Our panel had many insightful comments and perspectives on this complex and critical topic. Suzannah Williams, Pierre Comizzoli, and Linda Penfold spoke about their passion for the work and the essential inclusion of iPSC technology, and in vitro gametogenesis in biobanking. The group agreed that stem cell technology will not replace standard cell culture, but rather augment current approaches, providing an unlimited alternative cell population that can be used to make gametes, maybe even embryos, and study critical wildlife diseases.

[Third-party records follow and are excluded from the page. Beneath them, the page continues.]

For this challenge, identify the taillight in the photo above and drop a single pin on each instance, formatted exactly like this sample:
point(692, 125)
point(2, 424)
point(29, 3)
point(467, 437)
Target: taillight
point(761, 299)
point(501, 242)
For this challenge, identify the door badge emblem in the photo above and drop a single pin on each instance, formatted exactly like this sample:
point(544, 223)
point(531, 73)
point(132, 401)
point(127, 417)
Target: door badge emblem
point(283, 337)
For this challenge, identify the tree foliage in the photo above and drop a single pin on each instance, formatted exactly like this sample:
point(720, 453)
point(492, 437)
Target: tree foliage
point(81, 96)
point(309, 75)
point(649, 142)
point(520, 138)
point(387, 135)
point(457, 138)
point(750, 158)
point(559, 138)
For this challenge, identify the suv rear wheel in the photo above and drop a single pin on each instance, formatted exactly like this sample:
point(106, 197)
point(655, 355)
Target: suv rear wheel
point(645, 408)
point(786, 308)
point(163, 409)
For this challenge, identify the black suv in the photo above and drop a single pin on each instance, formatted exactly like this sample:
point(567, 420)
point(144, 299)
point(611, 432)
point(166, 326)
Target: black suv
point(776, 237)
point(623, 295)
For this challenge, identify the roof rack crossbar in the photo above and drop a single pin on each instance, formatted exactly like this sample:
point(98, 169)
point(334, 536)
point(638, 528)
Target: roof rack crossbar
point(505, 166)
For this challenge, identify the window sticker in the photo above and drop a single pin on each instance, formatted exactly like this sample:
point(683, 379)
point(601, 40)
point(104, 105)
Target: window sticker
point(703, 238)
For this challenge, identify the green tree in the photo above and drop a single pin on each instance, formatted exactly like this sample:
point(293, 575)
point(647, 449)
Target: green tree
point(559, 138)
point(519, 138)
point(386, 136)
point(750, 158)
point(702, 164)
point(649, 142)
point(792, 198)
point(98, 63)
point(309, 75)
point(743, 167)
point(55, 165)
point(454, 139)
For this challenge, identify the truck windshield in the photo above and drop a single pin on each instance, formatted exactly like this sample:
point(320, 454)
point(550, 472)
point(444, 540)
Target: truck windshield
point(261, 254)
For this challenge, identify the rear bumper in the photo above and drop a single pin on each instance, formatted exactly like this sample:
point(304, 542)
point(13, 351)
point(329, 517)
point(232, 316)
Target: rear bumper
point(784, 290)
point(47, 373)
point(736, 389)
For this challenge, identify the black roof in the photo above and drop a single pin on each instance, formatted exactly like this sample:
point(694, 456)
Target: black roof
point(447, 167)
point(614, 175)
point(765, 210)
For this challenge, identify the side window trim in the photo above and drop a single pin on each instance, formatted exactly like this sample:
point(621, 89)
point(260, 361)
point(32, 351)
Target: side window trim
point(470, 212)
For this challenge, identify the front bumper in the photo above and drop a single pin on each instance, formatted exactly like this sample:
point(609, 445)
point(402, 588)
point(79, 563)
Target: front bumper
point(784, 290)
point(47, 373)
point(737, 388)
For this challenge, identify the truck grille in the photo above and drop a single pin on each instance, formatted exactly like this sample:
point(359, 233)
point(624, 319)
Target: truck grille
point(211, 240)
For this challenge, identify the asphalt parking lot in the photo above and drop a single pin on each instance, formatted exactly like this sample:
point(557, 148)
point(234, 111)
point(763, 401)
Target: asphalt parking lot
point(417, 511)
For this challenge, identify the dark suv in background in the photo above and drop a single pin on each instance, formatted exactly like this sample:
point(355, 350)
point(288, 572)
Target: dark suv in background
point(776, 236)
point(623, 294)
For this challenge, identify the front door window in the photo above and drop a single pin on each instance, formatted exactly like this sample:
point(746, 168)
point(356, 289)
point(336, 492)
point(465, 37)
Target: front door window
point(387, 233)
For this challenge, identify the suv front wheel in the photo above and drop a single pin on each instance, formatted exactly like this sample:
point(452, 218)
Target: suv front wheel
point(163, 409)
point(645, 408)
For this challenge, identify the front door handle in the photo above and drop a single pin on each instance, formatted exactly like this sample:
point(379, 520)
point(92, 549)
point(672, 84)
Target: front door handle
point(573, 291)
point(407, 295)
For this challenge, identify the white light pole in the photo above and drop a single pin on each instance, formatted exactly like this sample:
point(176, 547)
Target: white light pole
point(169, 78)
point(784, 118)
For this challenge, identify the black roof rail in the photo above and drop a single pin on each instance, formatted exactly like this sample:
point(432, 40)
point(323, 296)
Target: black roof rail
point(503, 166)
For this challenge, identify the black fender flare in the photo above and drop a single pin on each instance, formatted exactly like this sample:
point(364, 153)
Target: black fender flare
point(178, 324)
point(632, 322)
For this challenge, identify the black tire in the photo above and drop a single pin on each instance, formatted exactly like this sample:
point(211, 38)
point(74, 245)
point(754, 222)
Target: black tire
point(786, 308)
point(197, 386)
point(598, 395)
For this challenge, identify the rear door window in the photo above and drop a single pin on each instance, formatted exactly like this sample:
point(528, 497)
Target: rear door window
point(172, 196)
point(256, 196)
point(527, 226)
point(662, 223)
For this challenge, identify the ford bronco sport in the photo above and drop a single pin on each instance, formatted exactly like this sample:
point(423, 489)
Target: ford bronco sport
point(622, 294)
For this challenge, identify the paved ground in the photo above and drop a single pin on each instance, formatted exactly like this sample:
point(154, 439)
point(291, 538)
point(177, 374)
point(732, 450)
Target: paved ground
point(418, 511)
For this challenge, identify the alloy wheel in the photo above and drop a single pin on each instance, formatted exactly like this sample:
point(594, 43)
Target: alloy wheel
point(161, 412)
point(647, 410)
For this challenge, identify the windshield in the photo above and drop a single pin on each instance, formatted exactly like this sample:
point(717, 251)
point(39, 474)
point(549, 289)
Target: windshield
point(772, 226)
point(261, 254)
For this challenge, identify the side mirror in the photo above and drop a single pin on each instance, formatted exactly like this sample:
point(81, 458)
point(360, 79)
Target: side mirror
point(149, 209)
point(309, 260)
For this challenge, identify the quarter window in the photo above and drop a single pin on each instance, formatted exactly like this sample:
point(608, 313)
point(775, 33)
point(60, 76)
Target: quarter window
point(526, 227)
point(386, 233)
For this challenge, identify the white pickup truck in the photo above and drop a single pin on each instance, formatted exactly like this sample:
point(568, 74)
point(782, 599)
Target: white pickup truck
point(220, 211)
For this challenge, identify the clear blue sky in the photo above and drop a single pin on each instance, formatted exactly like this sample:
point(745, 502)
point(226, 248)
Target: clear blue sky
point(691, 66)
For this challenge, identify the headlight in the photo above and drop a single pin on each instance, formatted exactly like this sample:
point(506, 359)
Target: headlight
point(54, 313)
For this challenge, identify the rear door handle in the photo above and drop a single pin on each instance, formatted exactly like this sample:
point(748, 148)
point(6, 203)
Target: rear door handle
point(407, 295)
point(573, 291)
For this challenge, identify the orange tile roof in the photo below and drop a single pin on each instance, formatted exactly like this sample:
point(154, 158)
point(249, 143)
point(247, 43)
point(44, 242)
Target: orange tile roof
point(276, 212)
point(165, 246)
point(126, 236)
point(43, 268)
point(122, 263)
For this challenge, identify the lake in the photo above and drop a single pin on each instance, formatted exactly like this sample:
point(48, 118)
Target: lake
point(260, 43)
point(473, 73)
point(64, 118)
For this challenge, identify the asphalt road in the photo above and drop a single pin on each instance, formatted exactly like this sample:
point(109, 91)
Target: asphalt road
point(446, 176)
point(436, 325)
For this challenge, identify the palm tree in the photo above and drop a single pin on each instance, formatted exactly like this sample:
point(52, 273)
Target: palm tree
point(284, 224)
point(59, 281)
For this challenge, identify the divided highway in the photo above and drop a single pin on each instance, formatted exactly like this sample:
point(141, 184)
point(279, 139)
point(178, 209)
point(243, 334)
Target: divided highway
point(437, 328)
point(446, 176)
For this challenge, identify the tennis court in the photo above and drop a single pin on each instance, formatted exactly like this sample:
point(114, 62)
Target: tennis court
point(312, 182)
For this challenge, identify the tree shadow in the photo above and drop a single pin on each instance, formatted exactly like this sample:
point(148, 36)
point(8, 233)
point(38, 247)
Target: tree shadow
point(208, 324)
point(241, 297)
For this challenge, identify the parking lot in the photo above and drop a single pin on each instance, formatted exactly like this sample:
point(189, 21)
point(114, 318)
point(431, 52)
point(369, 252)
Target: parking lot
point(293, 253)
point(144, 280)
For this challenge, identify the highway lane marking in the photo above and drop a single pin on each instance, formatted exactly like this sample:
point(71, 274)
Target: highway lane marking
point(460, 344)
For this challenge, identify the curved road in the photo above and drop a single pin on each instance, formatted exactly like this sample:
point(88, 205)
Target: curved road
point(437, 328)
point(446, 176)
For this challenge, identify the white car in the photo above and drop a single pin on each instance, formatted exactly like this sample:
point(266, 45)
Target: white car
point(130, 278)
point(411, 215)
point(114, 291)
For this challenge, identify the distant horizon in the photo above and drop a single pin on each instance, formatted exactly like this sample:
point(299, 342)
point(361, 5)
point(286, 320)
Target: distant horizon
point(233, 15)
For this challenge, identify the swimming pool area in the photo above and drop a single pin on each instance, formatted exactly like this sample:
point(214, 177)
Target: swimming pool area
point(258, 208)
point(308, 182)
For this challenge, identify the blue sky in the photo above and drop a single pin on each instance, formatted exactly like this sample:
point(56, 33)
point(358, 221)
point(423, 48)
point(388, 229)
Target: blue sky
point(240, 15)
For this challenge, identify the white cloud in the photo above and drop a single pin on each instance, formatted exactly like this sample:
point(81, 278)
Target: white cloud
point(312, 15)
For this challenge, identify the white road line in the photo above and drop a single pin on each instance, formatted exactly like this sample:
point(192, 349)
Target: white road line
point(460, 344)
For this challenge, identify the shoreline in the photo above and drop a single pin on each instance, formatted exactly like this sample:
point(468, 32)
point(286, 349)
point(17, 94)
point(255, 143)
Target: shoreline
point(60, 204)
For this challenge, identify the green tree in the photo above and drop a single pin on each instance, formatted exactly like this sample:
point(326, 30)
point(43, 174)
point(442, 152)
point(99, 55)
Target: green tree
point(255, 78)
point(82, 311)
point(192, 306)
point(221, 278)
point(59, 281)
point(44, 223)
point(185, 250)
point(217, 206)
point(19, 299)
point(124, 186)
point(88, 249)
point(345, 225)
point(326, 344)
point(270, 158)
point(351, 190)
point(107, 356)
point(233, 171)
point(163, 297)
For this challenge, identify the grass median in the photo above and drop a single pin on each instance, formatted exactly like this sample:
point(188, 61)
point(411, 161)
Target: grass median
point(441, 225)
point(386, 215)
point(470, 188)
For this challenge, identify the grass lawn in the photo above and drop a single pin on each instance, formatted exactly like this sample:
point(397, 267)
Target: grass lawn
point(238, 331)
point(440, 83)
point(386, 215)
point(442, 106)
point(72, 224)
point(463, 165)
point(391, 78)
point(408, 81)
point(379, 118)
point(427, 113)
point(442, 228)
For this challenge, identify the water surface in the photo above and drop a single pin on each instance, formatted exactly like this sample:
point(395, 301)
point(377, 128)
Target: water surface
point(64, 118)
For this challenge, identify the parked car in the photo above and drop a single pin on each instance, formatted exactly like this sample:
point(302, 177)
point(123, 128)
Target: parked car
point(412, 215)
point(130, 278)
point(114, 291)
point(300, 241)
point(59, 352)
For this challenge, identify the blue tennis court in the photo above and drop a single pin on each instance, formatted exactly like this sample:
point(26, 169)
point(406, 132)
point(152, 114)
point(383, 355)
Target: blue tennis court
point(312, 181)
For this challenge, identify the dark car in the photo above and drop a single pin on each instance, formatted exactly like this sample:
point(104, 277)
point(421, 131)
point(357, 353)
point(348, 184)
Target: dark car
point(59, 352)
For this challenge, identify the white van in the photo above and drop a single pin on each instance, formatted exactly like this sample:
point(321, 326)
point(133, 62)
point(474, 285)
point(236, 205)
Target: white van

Oliver Ryder had the last word, imploring that we consider how we want to approach the next 1000 years. He firmly asserted that we have a moral imperative to bank the biodiversity of our planet for our future scientists.
As a follow-up to our workshop, Revive & Restore is now more interested than ever in developing a research program to fund innovative projects that advance stem cell technology for use in the genetic rescue of wildlife. We scratched the surface of this challenge during our intense brainstorming sessions at the workshop. The next step is to create a robust roadmap charting potential avenues toward improved stem cell capabilities for wild species. Having such a plan is a prerequisite to attracting serious interest from potential financial supporters, which would, in turn, enable us to issue a broad call for proposals. Our Biotech For Birds Program had similar beginnings and is now funding eight international teams to develop cutting-edge technologies for the genetic rescue of avian species.